Like Ice Cubes in Water, So Are the Days of Our Lives

What a difference one little shift in perspective can make.

All the stars in all the spiral galaxies are not orbiting their centers, they are all spiraling INTO their centers. This explains the motions of stars in galaxies – and the motions of galaxies – not Dark Matter.

Despite its simplicity, it has a profound effect on the theory of galaxy evolution. It solves the discrepancies between the Big Bang theory and observations. There was no Big Bang. The centers of galaxies are eternal – only the matter spiraling inward is less than 14 billion years old.

It is based solely on observations. Despite the popularity of the Big Bang and Dark Matter theories, they are inferred. They are purely hypothetical, and based on incorrect information.

Naturally, this also means that Earth’s geologic history is based on incorrect information. Specifically, the polar ice caps began shrinking 55 million years ago, as our Solar system entered the last FSS. They are about to disappear completely; and that is where our peril lies.

Picture ice cubes in a glass of water. The ice continues to keep the water cold, even as it diminishes. But once the ice has disappeared, the water quickly warms up to room temperature.

The same physics applies to the polar ice caps. The energy that the Earth receives from the Sun is absorbed by the ice caps. As long as they can be replenished by new snowfall, the cycle continues in equilibrium.

However, we have gotten sufficiently close to the center of the Milky Way, so that the space around the Solar system has become warmer. The poles are no longer dropping enough in temperature; and the snowfall is not replacing what melts.

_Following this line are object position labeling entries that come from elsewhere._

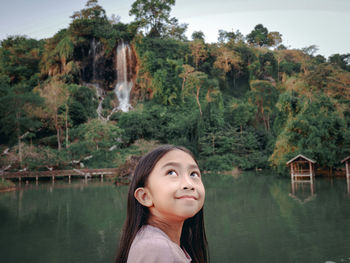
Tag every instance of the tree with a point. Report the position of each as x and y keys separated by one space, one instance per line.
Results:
x=56 y=96
x=316 y=131
x=227 y=60
x=176 y=31
x=153 y=15
x=194 y=81
x=258 y=36
x=19 y=58
x=93 y=11
x=274 y=39
x=101 y=134
x=198 y=51
x=184 y=75
x=17 y=116
x=342 y=61
x=230 y=37
x=264 y=95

Once the polar ice caps are gone, the oceans and atmosphere will have to absorb the energy from the Sun directly. Very quickly they will exceed 130 degrees Fahrenheit. Above that temperature, no plants or animals will be able to survive.

If we don’t address the crisis before then, our future will be grim and brief. It will take a superhuman effort to survive this ordeal – and each day the ice melts a little more.